Work In Progress

He who began a good work in you will carry it on to completion until the day of Christ Jesus. Philippians 1:6

Known

Here's a tidbit about me that most probably don't know. It scares me to be known and yet I long for it. There are probably a handful of people who truly know me. A very small group. You might be surprised to discover that you are not on that list. I'm going to say like four or five people. There are some of those people who make me feel safer and appreciated because they know me. They know what I am capable of and what choices I am likely to make and generally what goes through my head. There are a few people who are beginning to know me that make me feel very unsafe and concerned with their knowledge.

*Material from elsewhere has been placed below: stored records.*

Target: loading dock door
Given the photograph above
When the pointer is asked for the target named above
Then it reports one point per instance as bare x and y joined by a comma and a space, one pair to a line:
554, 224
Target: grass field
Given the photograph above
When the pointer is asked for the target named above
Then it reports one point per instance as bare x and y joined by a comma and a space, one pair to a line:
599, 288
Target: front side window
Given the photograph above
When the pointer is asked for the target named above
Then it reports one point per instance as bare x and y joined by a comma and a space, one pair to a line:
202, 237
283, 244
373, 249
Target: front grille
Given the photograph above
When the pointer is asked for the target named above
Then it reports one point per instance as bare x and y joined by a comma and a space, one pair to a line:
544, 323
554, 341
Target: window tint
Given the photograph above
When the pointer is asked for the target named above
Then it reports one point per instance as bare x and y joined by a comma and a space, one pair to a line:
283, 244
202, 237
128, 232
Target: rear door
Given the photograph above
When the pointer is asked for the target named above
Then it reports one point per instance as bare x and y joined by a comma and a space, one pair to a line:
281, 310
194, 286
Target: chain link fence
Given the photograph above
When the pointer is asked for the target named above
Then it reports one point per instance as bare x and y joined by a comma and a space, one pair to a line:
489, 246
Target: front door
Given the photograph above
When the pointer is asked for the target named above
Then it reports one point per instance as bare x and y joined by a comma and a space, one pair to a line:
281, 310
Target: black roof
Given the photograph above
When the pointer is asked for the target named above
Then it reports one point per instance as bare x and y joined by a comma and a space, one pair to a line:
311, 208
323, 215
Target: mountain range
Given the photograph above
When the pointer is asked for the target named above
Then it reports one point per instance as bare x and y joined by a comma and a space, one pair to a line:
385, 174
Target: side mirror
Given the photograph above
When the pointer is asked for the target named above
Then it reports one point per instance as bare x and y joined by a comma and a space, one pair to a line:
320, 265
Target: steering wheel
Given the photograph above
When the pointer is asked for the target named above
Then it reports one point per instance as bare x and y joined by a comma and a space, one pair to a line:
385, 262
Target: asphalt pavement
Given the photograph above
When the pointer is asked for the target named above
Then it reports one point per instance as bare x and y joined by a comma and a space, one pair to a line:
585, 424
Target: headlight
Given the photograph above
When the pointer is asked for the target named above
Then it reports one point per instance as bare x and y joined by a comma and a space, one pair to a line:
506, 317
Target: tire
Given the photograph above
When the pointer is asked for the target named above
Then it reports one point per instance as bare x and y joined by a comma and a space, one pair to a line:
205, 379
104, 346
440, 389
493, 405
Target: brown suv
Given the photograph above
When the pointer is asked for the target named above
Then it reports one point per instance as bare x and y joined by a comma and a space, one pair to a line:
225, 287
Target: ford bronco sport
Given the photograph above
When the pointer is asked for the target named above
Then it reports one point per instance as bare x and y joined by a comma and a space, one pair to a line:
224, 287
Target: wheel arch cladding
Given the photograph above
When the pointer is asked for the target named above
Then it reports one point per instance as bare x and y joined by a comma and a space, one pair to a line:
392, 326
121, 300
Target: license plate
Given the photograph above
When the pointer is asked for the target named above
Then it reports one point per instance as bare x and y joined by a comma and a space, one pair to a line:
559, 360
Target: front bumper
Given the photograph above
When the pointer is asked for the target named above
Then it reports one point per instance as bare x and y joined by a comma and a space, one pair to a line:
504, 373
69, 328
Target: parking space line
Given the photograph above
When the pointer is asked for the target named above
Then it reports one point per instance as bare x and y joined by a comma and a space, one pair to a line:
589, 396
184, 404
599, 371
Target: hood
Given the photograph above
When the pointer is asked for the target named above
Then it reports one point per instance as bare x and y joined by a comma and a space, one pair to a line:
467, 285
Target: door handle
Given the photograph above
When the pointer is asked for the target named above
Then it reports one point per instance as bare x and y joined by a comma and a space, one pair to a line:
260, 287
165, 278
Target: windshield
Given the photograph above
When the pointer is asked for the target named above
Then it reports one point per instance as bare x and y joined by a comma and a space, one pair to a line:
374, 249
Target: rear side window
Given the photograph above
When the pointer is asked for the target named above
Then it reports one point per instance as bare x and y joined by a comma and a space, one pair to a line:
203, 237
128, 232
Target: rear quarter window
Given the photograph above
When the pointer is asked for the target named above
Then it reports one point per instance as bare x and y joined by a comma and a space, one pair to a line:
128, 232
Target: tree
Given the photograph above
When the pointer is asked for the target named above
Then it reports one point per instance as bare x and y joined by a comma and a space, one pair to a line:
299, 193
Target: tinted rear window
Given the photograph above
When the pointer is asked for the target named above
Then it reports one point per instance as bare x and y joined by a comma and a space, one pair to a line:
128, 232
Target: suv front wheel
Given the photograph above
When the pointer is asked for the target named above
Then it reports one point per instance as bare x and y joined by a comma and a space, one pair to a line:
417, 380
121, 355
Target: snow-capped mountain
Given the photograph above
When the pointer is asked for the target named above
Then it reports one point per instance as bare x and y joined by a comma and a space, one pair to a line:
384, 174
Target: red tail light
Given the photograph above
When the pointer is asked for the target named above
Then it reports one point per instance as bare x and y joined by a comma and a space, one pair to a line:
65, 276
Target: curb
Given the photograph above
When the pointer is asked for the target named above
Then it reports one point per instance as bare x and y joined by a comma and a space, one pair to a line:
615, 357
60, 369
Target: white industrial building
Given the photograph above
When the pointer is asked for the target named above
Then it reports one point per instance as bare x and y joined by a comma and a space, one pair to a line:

I have a general distrust of people. I'm not sure how that started or what caused it, but as a general rule. I don't trust you. I don't care how long I have known you. I still have moments of not trusting you. There are people that my head tells me I can trust and then I have to fight off my emotions of distrust repeatedly. But there are those who prove the point over and over again and they make me glad I have the general rule of distrust.

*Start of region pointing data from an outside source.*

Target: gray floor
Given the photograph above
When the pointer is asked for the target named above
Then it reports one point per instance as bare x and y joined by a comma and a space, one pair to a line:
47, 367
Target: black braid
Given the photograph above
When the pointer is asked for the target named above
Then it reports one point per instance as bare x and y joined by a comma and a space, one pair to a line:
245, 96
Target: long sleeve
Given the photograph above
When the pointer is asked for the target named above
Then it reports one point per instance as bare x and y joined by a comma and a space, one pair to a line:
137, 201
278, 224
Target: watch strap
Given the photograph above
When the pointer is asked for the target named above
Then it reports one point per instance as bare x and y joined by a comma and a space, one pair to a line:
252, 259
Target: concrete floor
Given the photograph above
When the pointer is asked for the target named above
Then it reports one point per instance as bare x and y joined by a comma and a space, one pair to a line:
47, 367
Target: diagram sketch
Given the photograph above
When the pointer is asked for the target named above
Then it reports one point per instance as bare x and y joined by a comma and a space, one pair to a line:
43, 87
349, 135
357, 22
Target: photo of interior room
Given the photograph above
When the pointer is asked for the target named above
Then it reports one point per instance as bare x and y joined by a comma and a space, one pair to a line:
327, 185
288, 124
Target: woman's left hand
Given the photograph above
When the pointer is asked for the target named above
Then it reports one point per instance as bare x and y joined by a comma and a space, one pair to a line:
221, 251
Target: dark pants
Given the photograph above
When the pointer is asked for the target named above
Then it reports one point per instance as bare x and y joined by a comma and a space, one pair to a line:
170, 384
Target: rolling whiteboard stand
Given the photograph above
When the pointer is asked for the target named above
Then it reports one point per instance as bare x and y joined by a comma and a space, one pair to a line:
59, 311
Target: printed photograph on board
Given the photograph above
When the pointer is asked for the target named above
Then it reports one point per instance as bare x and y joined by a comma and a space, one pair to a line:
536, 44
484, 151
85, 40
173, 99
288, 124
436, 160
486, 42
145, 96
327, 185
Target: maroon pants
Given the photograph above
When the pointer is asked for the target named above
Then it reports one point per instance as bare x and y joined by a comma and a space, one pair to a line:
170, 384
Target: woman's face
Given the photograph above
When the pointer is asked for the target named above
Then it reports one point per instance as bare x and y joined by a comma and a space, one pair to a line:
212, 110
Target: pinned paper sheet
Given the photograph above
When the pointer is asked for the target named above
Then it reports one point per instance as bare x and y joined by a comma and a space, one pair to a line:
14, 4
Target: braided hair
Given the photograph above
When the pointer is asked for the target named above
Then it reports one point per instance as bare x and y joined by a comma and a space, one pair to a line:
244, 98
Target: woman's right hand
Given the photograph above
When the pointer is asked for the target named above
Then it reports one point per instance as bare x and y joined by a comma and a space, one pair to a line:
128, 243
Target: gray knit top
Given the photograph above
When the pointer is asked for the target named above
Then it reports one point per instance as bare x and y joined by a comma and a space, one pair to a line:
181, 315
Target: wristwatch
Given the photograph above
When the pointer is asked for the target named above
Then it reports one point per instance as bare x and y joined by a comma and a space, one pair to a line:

Due to this distrust I tend to not let anybody in. I don't divulge much about myself. Some might call me aloof. I don't let people get to know me and I don't let people get me emotionally involved. I would much rather listen to anybody tell more about themselves than to tell them what is running through my head. It's scary to me. I guess I dread having my inner most thoughts used against me. Probably why it is easiest for me to blog about external things. Most things are related to my dance or stories that happened to me. But very rarely do you get a blog like today which delves into who I really am.

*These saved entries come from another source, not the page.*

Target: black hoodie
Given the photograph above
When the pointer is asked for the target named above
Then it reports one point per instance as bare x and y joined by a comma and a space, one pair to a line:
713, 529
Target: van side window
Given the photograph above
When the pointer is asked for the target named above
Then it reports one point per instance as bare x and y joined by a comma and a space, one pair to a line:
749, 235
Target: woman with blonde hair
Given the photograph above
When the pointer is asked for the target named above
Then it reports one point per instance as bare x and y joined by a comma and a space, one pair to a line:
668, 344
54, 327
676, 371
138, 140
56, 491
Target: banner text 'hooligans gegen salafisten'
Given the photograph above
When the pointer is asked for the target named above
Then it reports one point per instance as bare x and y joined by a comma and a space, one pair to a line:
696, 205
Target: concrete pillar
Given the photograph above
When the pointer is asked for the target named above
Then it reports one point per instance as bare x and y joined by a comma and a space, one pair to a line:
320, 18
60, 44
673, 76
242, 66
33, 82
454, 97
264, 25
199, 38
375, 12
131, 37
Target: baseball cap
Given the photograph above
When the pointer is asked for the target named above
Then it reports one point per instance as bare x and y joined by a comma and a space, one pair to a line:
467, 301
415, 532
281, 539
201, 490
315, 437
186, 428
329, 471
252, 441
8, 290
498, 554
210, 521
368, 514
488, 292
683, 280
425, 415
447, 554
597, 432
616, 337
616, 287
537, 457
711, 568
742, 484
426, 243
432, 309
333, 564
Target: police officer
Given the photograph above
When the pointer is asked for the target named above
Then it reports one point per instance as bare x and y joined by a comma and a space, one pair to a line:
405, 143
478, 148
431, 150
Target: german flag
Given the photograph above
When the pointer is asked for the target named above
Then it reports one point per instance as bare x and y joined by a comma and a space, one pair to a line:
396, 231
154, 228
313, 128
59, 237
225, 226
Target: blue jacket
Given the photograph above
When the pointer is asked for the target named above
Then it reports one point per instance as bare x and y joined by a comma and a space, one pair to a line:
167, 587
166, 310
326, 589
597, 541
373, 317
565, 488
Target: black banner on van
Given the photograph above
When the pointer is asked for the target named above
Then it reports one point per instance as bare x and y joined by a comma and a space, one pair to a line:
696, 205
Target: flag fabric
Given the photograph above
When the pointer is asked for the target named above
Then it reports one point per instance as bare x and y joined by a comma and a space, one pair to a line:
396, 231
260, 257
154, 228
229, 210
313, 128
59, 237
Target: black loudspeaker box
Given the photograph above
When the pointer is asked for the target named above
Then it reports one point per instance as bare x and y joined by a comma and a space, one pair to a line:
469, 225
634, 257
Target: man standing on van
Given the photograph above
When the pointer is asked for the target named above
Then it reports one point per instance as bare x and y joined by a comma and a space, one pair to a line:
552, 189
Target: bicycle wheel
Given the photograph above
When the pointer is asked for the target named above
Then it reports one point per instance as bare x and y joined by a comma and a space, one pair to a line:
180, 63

Recently I have discovered that I am known by someone. I'm not really sure how I let that happen. It grates on my skin anytime a comment is made. I don't want this person to know me. It makes me feel extremely unsafe to have this person call me on things about myself or know my thoughts and motives. Very alarming. I am not sure how to undo this process, but I want to. Badly.

As I am writing, I think these feelings of alarm are generally attached to a gender now that I think about it. I have a much easier time letting women know me. There is one male who knows me and I feel safe in that knowledge, but there are still moments when it freaks me out.

Anyway, all these thoughts were brought on my staring at my new credit card holder which is red with white polka dots. I didn't really know I had a thing for red with white polka dots. I knew I liked polka dots, but didn't realize the preference. Alarming to have this new person point out something that I didn't realize about myself. This is one of the more shallow aspects, but there have been more and deeper character trait analysis that have really gotten under my skin.

Alas, it seems that I am stuck with this problem person for now and mums the word for the future. As a friend of mine used to say, "Nothing good happens after midnight". Maybe I'll stop talking after midnight.

4 comments:

hmmm. well, I love who you are.
or the who you are that you let me see.

this is one way that you and I are very different... but, that is ok. we still love each other.. and the way we are made.

have fun this weekend. can't wait to hear all the stories.

 

yikes, creep out.

be safe and make good decisions Kimi. you don't have to do anything you don't want to!

i'm really excited to hear about your competition!

 

ahhhh but does this person know about the scoop on ....?

 

so i read cory's comment early yesterday and chuckled but for some reason, as i struggled to sleep last night, it popped into my head and made me laugh out loud, waking my dog and making me choke, grabbing nearby water and a cough drop for relief.
it was hilarious.
and so is cory.
though i don't think this post was creepy.

two things i don't like about being known:
1. it can feel unsafe when you're no longer close to that person. (which i think is a lie from Satan.)
2. it stinks to be known so well yet not truly understood...and therefore, not really known on the greatest level.

regardless, i think there's even more to be lost from not letting people know us.